Die Späne werden aus gesundem, dünnen und entrindetem Stammholz, Astholz und Abfallholz gewonnen. Aber auch harzhaltige Faserstoffe von Flachs oder Hanf werden verarbeitet.
Verleimt werden sie mit Kunstharzleimen wie Harnstoff-, Melamin- oder Phenolharzen. Die Platten enthalten zirka 10% Leim.
Im verwendeten Leim ist Formaldehyd enthalten, das mit der Zeit ausdünstet.
Die Spanplatten werden in 3 Emissionsklassen unterteilt:
- E1 = weniger als 0,01 % Formaldehyd freisetzbar
- E2 = bis 0,03 % Formaldehyd freisetzbar
- E3 = weniger als 0,06 % Formaldehyd freisetzbar
Da Formaldehyd krebserregend ist, sind meist nur noch E1-Platten zu bekommen.
Vorsicht: Mit alten Platten (15 Jahre und älter) z.B. von alten Schränken sollte, wenn überhaupt mit Spanplatte, nichts gebaut werden. Sie sind noch nicht in Emissionsklassen eingeteilt und haben daher einen höheren Formaldehydanteil.
Fazit: Nicht geeignet, weil hoher Leimanteil
Kunststoffbeschichtete Flachpressplatte (KF)
Das Trägermaterial besteht aus einer höher verdichteten und mehrschichtigen Spanplatte (siehe oben) und der dekorativen Deckschicht. Sie besteht aus drei bis sechs Lagen Phenolharz oder Melaminharz getränkten Natronkraftpapieren und einer Melaminharzdekor- und Overlayschicht. Diese Kunststoffschicht ist je nach Ausführung zwischen 0,16 und 0,35 mm dick.
Es sind sehr viele Dekore und Farben erhältlich. Aber auch die Oberfläche kann verschieden sein, z.Bsp. rau, glatt, Struktur oder Hochglanz. Die Kunststoffschicht splittert sehr leicht ab, die Splitter können sehr scharfkantig sein.
Fazit: Nicht geeignet, weil Leim und Kunststoff
OSB-Platte
OSB ist die Abkürzung für englisch: oriented strand board (Platte aus ausgerichteten Spänen).
Sie sind ähnlich wie die Spanplatte aufgebaut, die Späne sind allerdings größer und in eine Richtung liegend. Sie werden hauptsächlich im Innenausbau verwendet.
Für einen großflächigen Innenausbau sind OSB-Platten nur bedingt geeignet, da die Kleber, mit denen die Späne zu Platten verpresst werden, Formaldehyd und natürliche Terpene enthalten und abgeben können. Die Verleimung erfolgt ähnlich wie bei Spanplatten.

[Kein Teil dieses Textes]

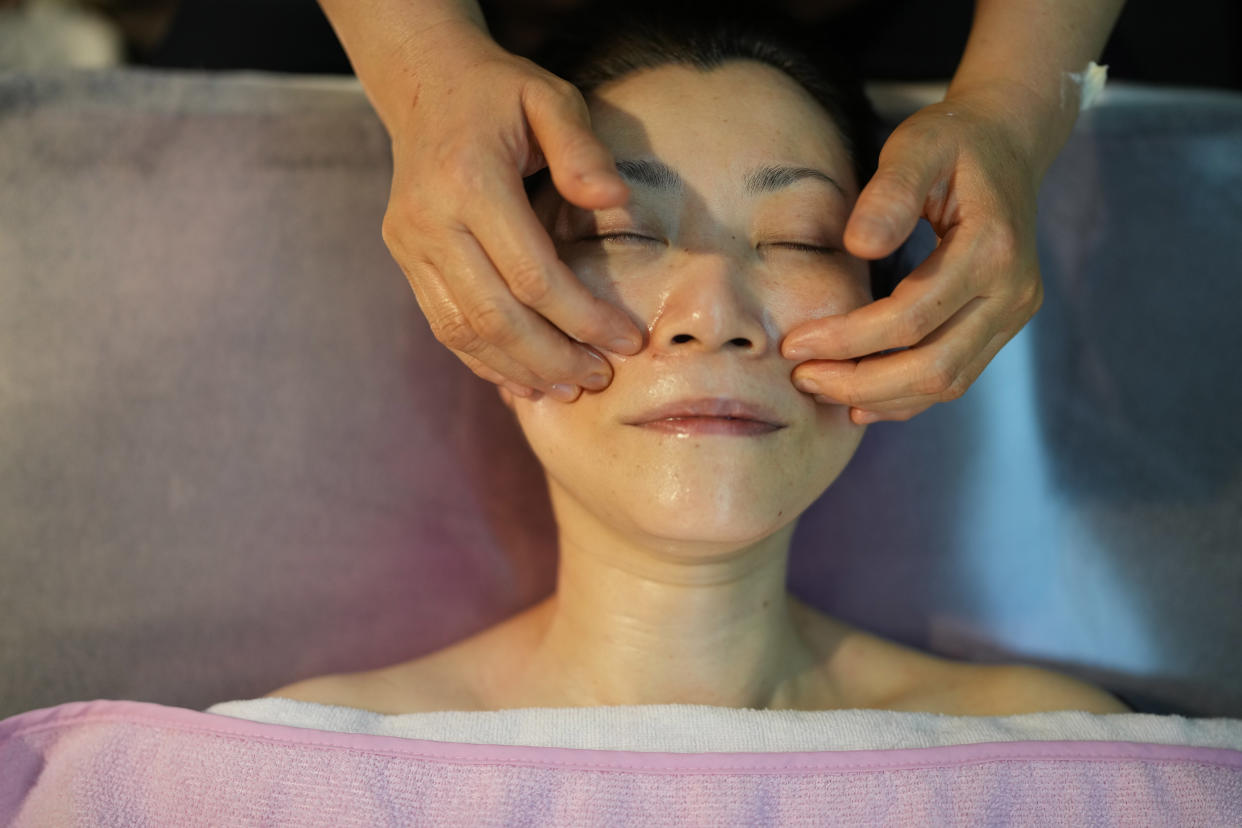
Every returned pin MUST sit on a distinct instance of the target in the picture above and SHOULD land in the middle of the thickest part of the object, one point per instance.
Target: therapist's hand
(481, 265)
(960, 165)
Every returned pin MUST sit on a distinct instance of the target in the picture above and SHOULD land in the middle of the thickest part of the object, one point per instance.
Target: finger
(518, 246)
(906, 407)
(453, 330)
(865, 417)
(894, 198)
(525, 339)
(929, 369)
(920, 303)
(581, 168)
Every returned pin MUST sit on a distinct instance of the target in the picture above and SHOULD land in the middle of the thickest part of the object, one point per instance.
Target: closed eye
(809, 248)
(636, 236)
(797, 246)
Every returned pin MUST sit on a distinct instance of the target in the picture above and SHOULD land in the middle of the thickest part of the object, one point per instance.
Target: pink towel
(138, 764)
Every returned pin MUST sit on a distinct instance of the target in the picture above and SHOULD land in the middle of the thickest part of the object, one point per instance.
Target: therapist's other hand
(960, 165)
(481, 265)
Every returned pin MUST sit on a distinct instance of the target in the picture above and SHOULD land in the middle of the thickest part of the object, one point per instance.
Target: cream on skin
(673, 548)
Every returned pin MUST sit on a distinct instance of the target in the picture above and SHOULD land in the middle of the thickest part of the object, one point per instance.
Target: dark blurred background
(1194, 42)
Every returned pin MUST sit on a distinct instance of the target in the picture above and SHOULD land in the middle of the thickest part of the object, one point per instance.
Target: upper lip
(711, 407)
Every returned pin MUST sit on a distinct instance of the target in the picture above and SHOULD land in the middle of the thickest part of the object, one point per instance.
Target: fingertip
(598, 189)
(868, 236)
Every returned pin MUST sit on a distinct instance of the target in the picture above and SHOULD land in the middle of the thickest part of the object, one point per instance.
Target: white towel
(692, 729)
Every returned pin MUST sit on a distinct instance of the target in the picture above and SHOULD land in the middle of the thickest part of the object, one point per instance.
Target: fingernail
(624, 345)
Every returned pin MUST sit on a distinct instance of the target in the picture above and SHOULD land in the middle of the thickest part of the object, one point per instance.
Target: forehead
(727, 119)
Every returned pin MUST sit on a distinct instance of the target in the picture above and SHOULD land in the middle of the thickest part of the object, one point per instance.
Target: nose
(711, 306)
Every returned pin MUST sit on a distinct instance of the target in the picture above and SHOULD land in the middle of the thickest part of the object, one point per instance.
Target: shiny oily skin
(673, 546)
(718, 277)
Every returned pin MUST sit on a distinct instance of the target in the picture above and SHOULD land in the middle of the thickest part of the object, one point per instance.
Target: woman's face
(717, 281)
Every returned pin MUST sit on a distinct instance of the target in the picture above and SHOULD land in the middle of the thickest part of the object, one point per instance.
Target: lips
(723, 407)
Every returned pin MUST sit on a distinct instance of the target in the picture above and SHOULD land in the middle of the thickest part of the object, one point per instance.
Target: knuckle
(568, 93)
(935, 380)
(493, 322)
(528, 282)
(1004, 243)
(390, 227)
(1033, 298)
(453, 330)
(913, 325)
(956, 389)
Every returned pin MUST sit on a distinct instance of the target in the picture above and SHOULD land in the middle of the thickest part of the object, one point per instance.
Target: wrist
(1037, 123)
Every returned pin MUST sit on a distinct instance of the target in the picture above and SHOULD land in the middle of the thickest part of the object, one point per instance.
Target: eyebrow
(766, 178)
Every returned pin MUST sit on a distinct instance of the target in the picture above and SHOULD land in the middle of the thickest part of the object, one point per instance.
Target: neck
(666, 623)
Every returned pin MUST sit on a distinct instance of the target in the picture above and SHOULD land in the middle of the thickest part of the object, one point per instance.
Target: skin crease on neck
(673, 548)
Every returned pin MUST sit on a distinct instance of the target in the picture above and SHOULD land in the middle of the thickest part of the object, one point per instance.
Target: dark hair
(600, 45)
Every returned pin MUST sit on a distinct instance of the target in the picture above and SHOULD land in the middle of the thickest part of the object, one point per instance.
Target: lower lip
(711, 426)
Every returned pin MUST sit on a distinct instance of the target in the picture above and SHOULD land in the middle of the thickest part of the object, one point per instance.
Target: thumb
(581, 168)
(892, 202)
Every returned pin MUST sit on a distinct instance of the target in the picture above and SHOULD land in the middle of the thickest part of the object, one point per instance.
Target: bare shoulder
(388, 690)
(886, 674)
(338, 689)
(1022, 688)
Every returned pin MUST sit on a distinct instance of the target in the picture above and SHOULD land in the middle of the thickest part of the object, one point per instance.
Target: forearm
(1020, 52)
(384, 39)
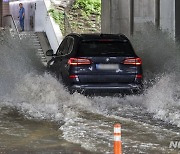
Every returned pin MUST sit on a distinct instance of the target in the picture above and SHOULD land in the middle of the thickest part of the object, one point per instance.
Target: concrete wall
(0, 13)
(167, 15)
(116, 16)
(6, 8)
(129, 16)
(144, 11)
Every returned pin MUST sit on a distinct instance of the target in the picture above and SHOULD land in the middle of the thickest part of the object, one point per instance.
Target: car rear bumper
(107, 88)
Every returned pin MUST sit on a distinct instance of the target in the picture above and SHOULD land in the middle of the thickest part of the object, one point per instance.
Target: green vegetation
(88, 6)
(82, 17)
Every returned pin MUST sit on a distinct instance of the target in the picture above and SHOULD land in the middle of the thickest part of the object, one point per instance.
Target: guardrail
(67, 25)
(11, 24)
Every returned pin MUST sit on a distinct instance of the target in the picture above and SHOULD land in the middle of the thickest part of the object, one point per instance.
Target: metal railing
(67, 25)
(11, 24)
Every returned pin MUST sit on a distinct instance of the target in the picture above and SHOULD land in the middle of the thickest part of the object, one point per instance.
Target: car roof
(99, 36)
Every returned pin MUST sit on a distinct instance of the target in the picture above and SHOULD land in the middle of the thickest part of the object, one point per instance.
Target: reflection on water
(20, 135)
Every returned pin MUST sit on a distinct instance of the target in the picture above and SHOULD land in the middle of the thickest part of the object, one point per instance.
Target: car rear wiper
(106, 53)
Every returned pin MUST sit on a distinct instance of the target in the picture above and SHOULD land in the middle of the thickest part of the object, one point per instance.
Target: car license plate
(107, 66)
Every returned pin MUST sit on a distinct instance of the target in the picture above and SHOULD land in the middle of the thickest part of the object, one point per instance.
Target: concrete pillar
(1, 13)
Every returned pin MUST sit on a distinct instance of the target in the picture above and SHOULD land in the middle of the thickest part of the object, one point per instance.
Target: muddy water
(38, 115)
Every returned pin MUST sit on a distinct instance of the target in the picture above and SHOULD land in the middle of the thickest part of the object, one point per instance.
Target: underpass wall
(130, 16)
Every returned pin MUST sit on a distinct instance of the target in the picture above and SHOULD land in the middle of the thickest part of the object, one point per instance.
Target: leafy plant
(88, 6)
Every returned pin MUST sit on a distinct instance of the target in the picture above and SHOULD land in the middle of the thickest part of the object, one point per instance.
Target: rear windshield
(105, 48)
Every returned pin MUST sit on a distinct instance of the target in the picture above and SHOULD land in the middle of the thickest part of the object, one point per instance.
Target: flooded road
(38, 115)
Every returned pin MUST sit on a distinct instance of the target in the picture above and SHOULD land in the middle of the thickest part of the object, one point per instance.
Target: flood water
(38, 115)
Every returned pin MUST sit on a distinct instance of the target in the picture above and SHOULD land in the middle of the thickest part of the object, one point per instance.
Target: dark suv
(97, 63)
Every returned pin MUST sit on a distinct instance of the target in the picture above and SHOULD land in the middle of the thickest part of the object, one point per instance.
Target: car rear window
(105, 48)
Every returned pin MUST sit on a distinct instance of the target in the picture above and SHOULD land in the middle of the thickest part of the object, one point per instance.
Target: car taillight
(139, 76)
(79, 61)
(73, 76)
(133, 61)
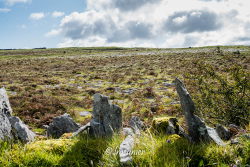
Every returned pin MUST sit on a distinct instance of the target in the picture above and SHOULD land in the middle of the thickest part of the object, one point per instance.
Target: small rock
(22, 132)
(214, 136)
(136, 124)
(223, 132)
(234, 141)
(168, 84)
(165, 125)
(60, 125)
(233, 129)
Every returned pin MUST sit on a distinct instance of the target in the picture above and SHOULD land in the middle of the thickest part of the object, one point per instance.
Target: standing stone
(5, 110)
(136, 124)
(5, 127)
(4, 102)
(126, 147)
(21, 130)
(107, 118)
(60, 125)
(223, 132)
(197, 129)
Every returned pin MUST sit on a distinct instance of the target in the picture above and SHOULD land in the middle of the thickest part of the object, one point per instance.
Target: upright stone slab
(5, 127)
(107, 118)
(4, 102)
(197, 129)
(21, 131)
(5, 110)
(126, 147)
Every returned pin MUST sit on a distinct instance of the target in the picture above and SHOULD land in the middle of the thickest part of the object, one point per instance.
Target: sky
(126, 23)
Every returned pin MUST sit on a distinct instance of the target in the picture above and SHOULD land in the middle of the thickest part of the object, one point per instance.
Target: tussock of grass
(149, 150)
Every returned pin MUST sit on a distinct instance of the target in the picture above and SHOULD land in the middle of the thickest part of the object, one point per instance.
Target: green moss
(160, 125)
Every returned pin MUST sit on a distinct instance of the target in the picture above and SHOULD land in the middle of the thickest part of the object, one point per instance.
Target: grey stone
(82, 129)
(214, 136)
(21, 131)
(223, 132)
(107, 118)
(126, 147)
(197, 129)
(125, 150)
(5, 111)
(136, 124)
(168, 84)
(85, 113)
(5, 127)
(128, 131)
(60, 125)
(4, 102)
(234, 141)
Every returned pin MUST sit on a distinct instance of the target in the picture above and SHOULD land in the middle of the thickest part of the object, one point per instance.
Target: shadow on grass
(180, 152)
(86, 152)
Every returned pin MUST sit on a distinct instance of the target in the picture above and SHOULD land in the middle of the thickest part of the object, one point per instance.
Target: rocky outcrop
(21, 131)
(4, 103)
(126, 147)
(5, 127)
(106, 117)
(136, 124)
(223, 132)
(12, 127)
(60, 125)
(197, 129)
(5, 110)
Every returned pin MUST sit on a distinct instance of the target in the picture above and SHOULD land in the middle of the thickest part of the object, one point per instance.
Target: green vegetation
(44, 83)
(149, 151)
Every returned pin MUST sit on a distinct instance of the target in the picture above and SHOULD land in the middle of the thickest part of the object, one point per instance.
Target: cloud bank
(156, 23)
(37, 16)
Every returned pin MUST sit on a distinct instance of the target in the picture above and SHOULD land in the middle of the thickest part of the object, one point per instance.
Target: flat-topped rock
(21, 131)
(60, 125)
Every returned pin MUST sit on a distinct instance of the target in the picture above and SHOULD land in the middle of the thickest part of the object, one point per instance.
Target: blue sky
(127, 23)
(18, 30)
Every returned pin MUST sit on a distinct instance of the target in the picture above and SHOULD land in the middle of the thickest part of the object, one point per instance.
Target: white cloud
(156, 23)
(23, 26)
(57, 14)
(37, 16)
(13, 2)
(4, 10)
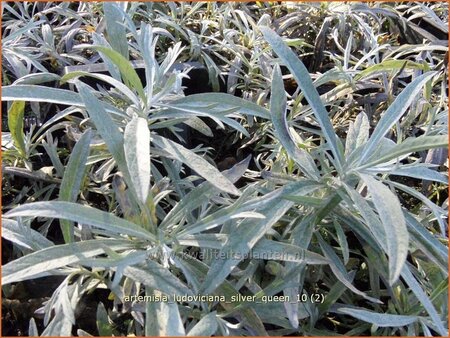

Hinweis:OSB-Platten sind aufgrund des hohen Leimholzanteils nur bedingt für den Innenausbau, beispielsweise Ebenen, Häuschen oder Sandbäder geeignet. Für sehr nagefreudige Tierarten ist die Wahl einer anderen Holzart empfehlenswert. Alternativ können bei der Verwendung von OSB-Platten an möglichen Nagekanten Aluprofile angebracht werden, um ein Annagen zu verhindern.
Fazit: Bedingt geeignet, weil hoher Leimanteil und Nadelholz
Mitteldichte Holzfaserplatte (MDF)
MDF-Platten bestehen aus Holzfasern, die meist aus geringwertigen Hölzern, beispielsweise Abfallholz oder dünnes Rundholz und vorwiegend Nadelholz, gewonnen werden.
Die Holzfasern werden mit Leim vermischt und wie Pappe zu einer Platte verpresst. Ihre Oberfläche und Mittelschicht ist besonders fein. Sie ist in Dicken von 8-40 mm zu bekommen. Ihr hohes Eigengewicht ist ein besonderes Merkmal (Dichte von 600-850 kg/m³).